De há uns anos para cá, à medida que me dei conta da real complexidade de algumas questões, fui deixando de ter uma opinião firme, "de café", sobre certas temáticas que dividem o país.
Por exemplo, não faço a mais leve ideia se Lisboa precisa ou não de um novo aeroporto e, em caso positivo, se ele deve ir para a Ota ou para Alcochete. Também não tenho opinião sobre a necessidade de uma nova ponte sobre o Tejo, como também a não tenho sobre o TGV, dado que já vi argumentos definitivamente convincentes sobre teses diametralmente opostas, quer em relação à iniciativa em si, quer quanto aos cenários de construção possíveis. E eu sei lá se, em matéria de policiamento, deve haver super-esquadras ou unidades de proximidade! E será que os centros de saúde devem fechar à noite ou não?
Alguns conhecidos, ao verem-me "fugir" deste debates polarizados, devem achar que estou a fazer um "número" e que, lá no fundo, o que eu quero é reservar a minha opinião, na busca de me manter consensual e não polémico. Enganam-se redondamente e só provam que não me conhecem bem.
Com toda a sinceridade, devo dizer que ganhei este estado de progressivo "agnosticismo", sobre um número cada vez maior de temáticas "fraturantes", quando passei pelo governo do país e aí percebi que as grandes questões, sobre as quais todos somos chamados diariamente a ter uma opinião "impressionista", têm, na realidade, uma elevada complexidade, muito superior àquela que o simples tratamento mediático permite acompanhar. Foi isso, e nada mais, que me foi conduzindo a uma cada vez maior humildade opinativa. Mas que fique bem claro que não pretendo que esta minha atitude seja a correta. Cada um que pense por si.
Porém, devo dizer que muito me surpreendo que haja alguns "génios" que, nas colunas ou nos écrans, falam de tudo com ar de cátedra, do trânsito ao futebol, do défice à literatura, do ambiente à fiscalidade. Feliz pátria que tais filhos tem! E crédulo país que ainda os ouve.
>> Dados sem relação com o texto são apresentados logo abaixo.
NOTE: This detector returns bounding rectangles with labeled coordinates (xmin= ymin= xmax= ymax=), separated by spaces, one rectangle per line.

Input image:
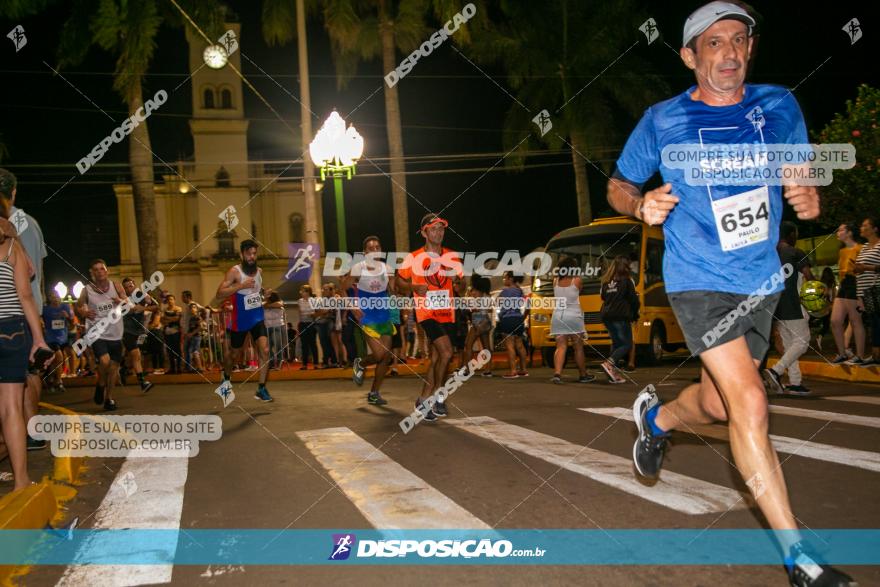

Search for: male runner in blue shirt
xmin=608 ymin=2 xmax=851 ymax=586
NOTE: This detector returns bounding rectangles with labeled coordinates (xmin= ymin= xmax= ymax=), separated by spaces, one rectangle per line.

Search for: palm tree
xmin=2 ymin=0 xmax=222 ymax=277
xmin=468 ymin=0 xmax=665 ymax=224
xmin=262 ymin=0 xmax=321 ymax=291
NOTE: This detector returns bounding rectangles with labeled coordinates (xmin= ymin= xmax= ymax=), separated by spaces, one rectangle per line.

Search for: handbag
xmin=862 ymin=283 xmax=880 ymax=316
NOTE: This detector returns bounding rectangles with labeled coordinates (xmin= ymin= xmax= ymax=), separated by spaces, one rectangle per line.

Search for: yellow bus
xmin=529 ymin=216 xmax=684 ymax=365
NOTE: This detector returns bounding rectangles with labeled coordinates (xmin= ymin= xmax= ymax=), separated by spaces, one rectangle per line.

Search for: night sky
xmin=0 ymin=0 xmax=880 ymax=284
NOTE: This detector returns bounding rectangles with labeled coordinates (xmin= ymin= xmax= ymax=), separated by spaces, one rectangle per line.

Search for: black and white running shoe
xmin=633 ymin=385 xmax=669 ymax=478
xmin=761 ymin=369 xmax=785 ymax=395
xmin=785 ymin=541 xmax=858 ymax=587
xmin=351 ymin=357 xmax=367 ymax=386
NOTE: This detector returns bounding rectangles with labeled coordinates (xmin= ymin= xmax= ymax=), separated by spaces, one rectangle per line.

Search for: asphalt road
xmin=22 ymin=361 xmax=880 ymax=586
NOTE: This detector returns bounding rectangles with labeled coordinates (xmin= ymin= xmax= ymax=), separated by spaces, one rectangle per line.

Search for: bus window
xmin=645 ymin=238 xmax=663 ymax=288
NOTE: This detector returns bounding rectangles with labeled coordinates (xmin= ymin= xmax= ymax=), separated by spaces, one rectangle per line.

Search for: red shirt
xmin=398 ymin=247 xmax=464 ymax=323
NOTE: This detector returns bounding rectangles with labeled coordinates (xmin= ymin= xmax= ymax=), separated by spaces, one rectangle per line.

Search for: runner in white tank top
xmin=76 ymin=259 xmax=126 ymax=411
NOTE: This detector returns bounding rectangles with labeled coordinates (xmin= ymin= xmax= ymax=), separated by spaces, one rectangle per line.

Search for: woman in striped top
xmin=0 ymin=216 xmax=46 ymax=489
xmin=831 ymin=223 xmax=865 ymax=364
xmin=849 ymin=217 xmax=880 ymax=367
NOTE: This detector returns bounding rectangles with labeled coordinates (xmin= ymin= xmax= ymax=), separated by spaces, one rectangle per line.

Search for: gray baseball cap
xmin=681 ymin=1 xmax=755 ymax=47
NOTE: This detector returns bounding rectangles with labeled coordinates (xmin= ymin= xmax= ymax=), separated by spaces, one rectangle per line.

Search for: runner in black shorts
xmin=43 ymin=291 xmax=73 ymax=393
xmin=76 ymin=259 xmax=125 ymax=411
xmin=608 ymin=2 xmax=852 ymax=587
xmin=216 ymin=240 xmax=273 ymax=402
xmin=397 ymin=214 xmax=466 ymax=422
xmin=122 ymin=277 xmax=159 ymax=393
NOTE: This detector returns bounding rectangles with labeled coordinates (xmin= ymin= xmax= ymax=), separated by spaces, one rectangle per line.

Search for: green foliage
xmin=818 ymin=84 xmax=880 ymax=227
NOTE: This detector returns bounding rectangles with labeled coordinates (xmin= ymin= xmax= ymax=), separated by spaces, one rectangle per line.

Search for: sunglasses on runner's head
xmin=422 ymin=216 xmax=449 ymax=230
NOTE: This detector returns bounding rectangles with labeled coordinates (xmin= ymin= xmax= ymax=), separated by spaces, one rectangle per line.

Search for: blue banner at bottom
xmin=0 ymin=529 xmax=880 ymax=565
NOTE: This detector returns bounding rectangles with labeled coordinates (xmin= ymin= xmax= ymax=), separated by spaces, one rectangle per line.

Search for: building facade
xmin=110 ymin=24 xmax=323 ymax=304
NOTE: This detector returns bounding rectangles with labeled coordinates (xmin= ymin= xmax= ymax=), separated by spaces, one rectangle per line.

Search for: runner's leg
xmin=655 ymin=337 xmax=797 ymax=540
xmin=366 ymin=335 xmax=391 ymax=393
xmin=553 ymin=334 xmax=568 ymax=375
xmin=255 ymin=335 xmax=269 ymax=386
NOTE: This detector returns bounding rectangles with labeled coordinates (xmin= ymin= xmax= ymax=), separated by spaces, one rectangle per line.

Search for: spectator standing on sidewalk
xmin=162 ymin=295 xmax=183 ymax=375
xmin=847 ymin=216 xmax=880 ymax=367
xmin=763 ymin=222 xmax=813 ymax=395
xmin=599 ymin=255 xmax=639 ymax=383
xmin=299 ymin=285 xmax=318 ymax=369
xmin=831 ymin=224 xmax=865 ymax=365
xmin=263 ymin=291 xmax=284 ymax=370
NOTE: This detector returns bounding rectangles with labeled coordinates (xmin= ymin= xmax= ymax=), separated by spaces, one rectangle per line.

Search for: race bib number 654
xmin=712 ymin=186 xmax=770 ymax=251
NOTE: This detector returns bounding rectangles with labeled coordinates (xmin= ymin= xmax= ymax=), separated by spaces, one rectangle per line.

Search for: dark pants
xmin=147 ymin=328 xmax=165 ymax=369
xmin=315 ymin=320 xmax=337 ymax=365
xmin=603 ymin=320 xmax=632 ymax=365
xmin=299 ymin=322 xmax=318 ymax=365
xmin=267 ymin=326 xmax=284 ymax=367
xmin=165 ymin=332 xmax=182 ymax=373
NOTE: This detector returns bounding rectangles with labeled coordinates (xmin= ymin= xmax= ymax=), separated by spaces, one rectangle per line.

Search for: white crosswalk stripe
xmin=770 ymin=405 xmax=880 ymax=428
xmin=57 ymin=451 xmax=189 ymax=587
xmin=296 ymin=428 xmax=489 ymax=530
xmin=822 ymin=395 xmax=880 ymax=406
xmin=447 ymin=416 xmax=750 ymax=514
xmin=579 ymin=408 xmax=880 ymax=472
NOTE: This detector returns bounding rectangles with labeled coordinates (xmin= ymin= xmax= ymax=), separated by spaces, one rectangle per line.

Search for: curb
xmin=0 ymin=402 xmax=84 ymax=585
xmin=0 ymin=478 xmax=58 ymax=585
xmin=767 ymin=359 xmax=880 ymax=383
xmin=39 ymin=402 xmax=84 ymax=486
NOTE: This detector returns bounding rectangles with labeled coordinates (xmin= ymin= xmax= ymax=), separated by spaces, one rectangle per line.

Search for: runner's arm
xmin=215 ymin=267 xmax=243 ymax=300
xmin=783 ymin=179 xmax=820 ymax=220
xmin=607 ymin=178 xmax=644 ymax=220
xmin=74 ymin=286 xmax=94 ymax=318
xmin=394 ymin=273 xmax=412 ymax=296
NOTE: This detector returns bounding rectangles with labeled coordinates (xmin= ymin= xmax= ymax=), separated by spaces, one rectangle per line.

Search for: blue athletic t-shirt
xmin=616 ymin=84 xmax=809 ymax=295
xmin=43 ymin=304 xmax=73 ymax=344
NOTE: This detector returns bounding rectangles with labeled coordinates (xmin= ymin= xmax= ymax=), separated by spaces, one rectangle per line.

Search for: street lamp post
xmin=309 ymin=110 xmax=364 ymax=251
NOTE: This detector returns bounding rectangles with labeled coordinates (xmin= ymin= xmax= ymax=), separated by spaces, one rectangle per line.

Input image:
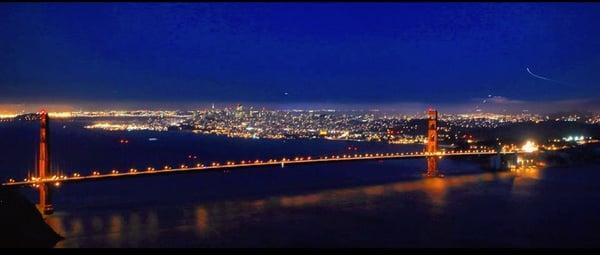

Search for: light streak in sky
xmin=526 ymin=67 xmax=564 ymax=84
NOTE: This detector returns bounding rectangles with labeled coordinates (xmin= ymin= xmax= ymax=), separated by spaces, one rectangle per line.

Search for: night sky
xmin=0 ymin=3 xmax=600 ymax=112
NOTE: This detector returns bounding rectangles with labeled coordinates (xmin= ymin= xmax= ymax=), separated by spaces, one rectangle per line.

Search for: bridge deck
xmin=2 ymin=150 xmax=516 ymax=187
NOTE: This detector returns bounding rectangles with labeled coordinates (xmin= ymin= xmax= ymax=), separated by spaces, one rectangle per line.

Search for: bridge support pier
xmin=37 ymin=183 xmax=54 ymax=215
xmin=490 ymin=153 xmax=518 ymax=171
xmin=37 ymin=110 xmax=54 ymax=215
xmin=425 ymin=109 xmax=442 ymax=177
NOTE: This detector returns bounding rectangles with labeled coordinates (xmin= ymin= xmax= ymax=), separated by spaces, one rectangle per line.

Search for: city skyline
xmin=0 ymin=3 xmax=600 ymax=111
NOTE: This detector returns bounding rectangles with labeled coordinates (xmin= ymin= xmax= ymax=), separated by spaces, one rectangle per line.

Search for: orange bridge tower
xmin=37 ymin=110 xmax=54 ymax=215
xmin=425 ymin=108 xmax=438 ymax=176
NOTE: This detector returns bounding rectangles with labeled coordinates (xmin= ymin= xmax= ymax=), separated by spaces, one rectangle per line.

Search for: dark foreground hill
xmin=0 ymin=187 xmax=62 ymax=247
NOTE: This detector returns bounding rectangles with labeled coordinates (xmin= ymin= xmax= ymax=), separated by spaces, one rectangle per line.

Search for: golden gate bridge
xmin=2 ymin=109 xmax=520 ymax=214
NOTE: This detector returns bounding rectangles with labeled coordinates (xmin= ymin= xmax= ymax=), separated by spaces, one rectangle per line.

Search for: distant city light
xmin=521 ymin=141 xmax=538 ymax=153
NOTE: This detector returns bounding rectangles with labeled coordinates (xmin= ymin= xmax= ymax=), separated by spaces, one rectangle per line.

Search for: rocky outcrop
xmin=0 ymin=187 xmax=63 ymax=248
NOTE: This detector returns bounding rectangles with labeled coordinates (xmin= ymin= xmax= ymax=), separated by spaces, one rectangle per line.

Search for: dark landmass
xmin=0 ymin=187 xmax=63 ymax=248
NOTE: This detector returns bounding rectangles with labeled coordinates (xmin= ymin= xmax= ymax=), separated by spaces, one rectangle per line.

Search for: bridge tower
xmin=37 ymin=110 xmax=54 ymax=215
xmin=425 ymin=108 xmax=438 ymax=176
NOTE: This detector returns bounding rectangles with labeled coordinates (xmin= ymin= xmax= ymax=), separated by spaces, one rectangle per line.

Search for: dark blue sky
xmin=0 ymin=3 xmax=600 ymax=110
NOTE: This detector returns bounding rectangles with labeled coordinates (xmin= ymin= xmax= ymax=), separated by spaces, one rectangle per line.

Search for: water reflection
xmin=195 ymin=207 xmax=208 ymax=235
xmin=48 ymin=170 xmax=530 ymax=247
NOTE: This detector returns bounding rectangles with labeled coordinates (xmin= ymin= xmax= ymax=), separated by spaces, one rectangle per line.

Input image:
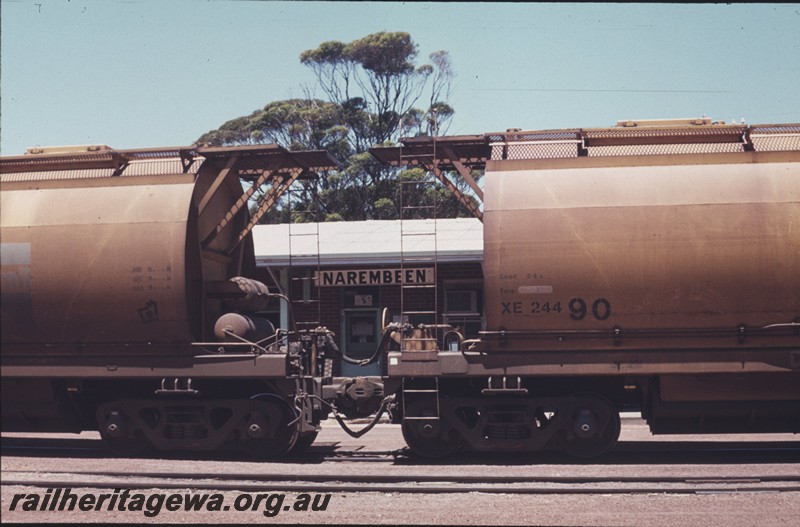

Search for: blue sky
xmin=0 ymin=0 xmax=800 ymax=155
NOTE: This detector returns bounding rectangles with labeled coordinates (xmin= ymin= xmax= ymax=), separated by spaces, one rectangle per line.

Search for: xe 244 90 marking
xmin=502 ymin=298 xmax=611 ymax=320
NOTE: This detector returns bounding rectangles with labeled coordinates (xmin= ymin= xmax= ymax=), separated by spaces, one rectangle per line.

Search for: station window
xmin=442 ymin=281 xmax=483 ymax=338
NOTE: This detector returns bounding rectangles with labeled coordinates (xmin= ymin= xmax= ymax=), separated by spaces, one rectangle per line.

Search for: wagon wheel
xmin=401 ymin=401 xmax=462 ymax=458
xmin=559 ymin=393 xmax=621 ymax=458
xmin=97 ymin=405 xmax=152 ymax=457
xmin=242 ymin=394 xmax=299 ymax=459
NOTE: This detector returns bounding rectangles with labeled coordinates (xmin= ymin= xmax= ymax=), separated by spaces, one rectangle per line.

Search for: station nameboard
xmin=315 ymin=267 xmax=435 ymax=287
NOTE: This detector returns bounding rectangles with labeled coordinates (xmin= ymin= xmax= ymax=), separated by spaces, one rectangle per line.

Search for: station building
xmin=253 ymin=218 xmax=483 ymax=376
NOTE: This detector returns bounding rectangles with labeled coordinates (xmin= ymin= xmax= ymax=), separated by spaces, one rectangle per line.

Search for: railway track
xmin=1 ymin=470 xmax=800 ymax=494
xmin=0 ymin=437 xmax=800 ymax=465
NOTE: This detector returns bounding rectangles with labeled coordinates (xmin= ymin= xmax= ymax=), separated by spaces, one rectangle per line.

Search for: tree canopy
xmin=196 ymin=32 xmax=478 ymax=221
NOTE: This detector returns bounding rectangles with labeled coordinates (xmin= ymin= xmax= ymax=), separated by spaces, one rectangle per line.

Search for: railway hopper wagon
xmin=372 ymin=119 xmax=800 ymax=456
xmin=0 ymin=145 xmax=337 ymax=456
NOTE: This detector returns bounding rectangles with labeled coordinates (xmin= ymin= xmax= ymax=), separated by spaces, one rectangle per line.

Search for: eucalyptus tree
xmin=197 ymin=32 xmax=458 ymax=221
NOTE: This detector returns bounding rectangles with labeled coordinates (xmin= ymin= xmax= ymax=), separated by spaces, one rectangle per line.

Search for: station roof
xmin=253 ymin=218 xmax=483 ymax=267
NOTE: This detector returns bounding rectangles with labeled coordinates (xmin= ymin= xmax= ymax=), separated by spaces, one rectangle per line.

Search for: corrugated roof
xmin=253 ymin=218 xmax=483 ymax=267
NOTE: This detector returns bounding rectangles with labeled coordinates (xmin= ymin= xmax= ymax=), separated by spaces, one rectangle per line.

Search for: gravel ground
xmin=0 ymin=418 xmax=800 ymax=527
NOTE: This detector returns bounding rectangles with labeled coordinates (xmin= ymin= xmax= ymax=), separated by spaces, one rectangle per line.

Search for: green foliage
xmin=196 ymin=32 xmax=476 ymax=222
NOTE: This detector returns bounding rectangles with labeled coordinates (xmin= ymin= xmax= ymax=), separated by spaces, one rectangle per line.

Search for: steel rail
xmin=0 ymin=476 xmax=800 ymax=494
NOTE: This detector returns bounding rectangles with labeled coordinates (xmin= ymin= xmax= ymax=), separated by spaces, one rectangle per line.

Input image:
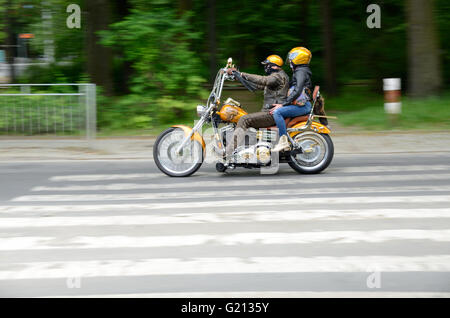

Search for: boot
xmin=225 ymin=127 xmax=245 ymax=157
xmin=272 ymin=135 xmax=291 ymax=152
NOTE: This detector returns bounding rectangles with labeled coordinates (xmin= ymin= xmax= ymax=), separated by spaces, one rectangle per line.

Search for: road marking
xmin=4 ymin=195 xmax=450 ymax=209
xmin=0 ymin=208 xmax=450 ymax=229
xmin=327 ymin=165 xmax=450 ymax=173
xmin=44 ymin=165 xmax=450 ymax=182
xmin=32 ymin=182 xmax=450 ymax=196
xmin=0 ymin=255 xmax=450 ymax=280
xmin=0 ymin=229 xmax=450 ymax=251
xmin=44 ymin=172 xmax=450 ymax=186
xmin=49 ymin=173 xmax=162 ymax=182
xmin=51 ymin=291 xmax=450 ymax=298
xmin=11 ymin=193 xmax=450 ymax=202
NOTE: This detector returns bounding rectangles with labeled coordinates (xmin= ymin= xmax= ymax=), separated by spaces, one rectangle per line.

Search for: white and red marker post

Vem isto hoje a propósito do Japão, do maremoto e, por via dele, da energia nuclear. A chamada opção nuclear é já um tema vetusto em Portugal. Há anos que se discute se devemos, ou não, construir centrais nucleares. O debate já teve dimensões de radicalidade político-ecológica que o tornaram quase tabu, para, depois de isso, e por "luas" de opinião, voltar a reaparecer, com maior serenidade. Já ouvi a voz ponderada de um técnico competentíssimo, como Nuno Ribeiro da Silva, explicar que a relação custo/benefício dessa opção, para um país como o nosso, é profundamente errada. Há semanas, jantei em Paris com o empresário de sucesso Patrick Monteiro de Barros, que, com números e argumentos fortes, garante exatamente o contrário.
Em que ficamos? Melhor, onde fico eu? Em nenhuma parte, devo confessar. Se a tragédia conjuntural do Japão me leva a aumentar as dúvidas sobre a opção nuclear em Portugal, país de onde não estão afastados riscos muito sérios em matéria sísmica, bem como a total ausência de respostas credíveis para o futuro dos dejetos, a verdade é que nós já temos uma forte ameaça nuclear, com as centrais espanholas aqui ao lado, com as eventuais radiações num desastre a não respeitarem fronteiras. E se o petróleo for por aí acima em matéria de custos? E se as energias renováveis se confirmarem limitadas na sua produção? E se o custo de exploração delas (eólica, fotovoltáica, maremotriz) se provar economicamente irracional? Se os riscos já existem aqui ao lado, e não podem ser evitados, porque não optar por ter essa energia? Mas, por outro lado, não há um limite claro na contribuição possível da produção nuclear para o nosso consumo total, que, aliás, tem custos de investimento muito elevados? E como superar o debate que iria levantar-se sobre a localização das centrais, ao lado do qual o caso da co-incineração iria parecer uma brincadeira de crianças? É que, num país com a nossa dimensão, o chamado efeito NIMBY ("not in my backyard") tem um peso ainda mais importante.
Mas, afinal, sou ou não a favor do nuclear em Portugal? Sei lá! Uma vez mais, não tenho opção.
Não deixa de ser angustiante, mas ao mesmo tempo dá-me um grande sossego, pensar que, cada vez mais, só falo daquilo de que julgo saber alguma coisa. O resto, deixo para os sábios figurantes do "Prós e Contras".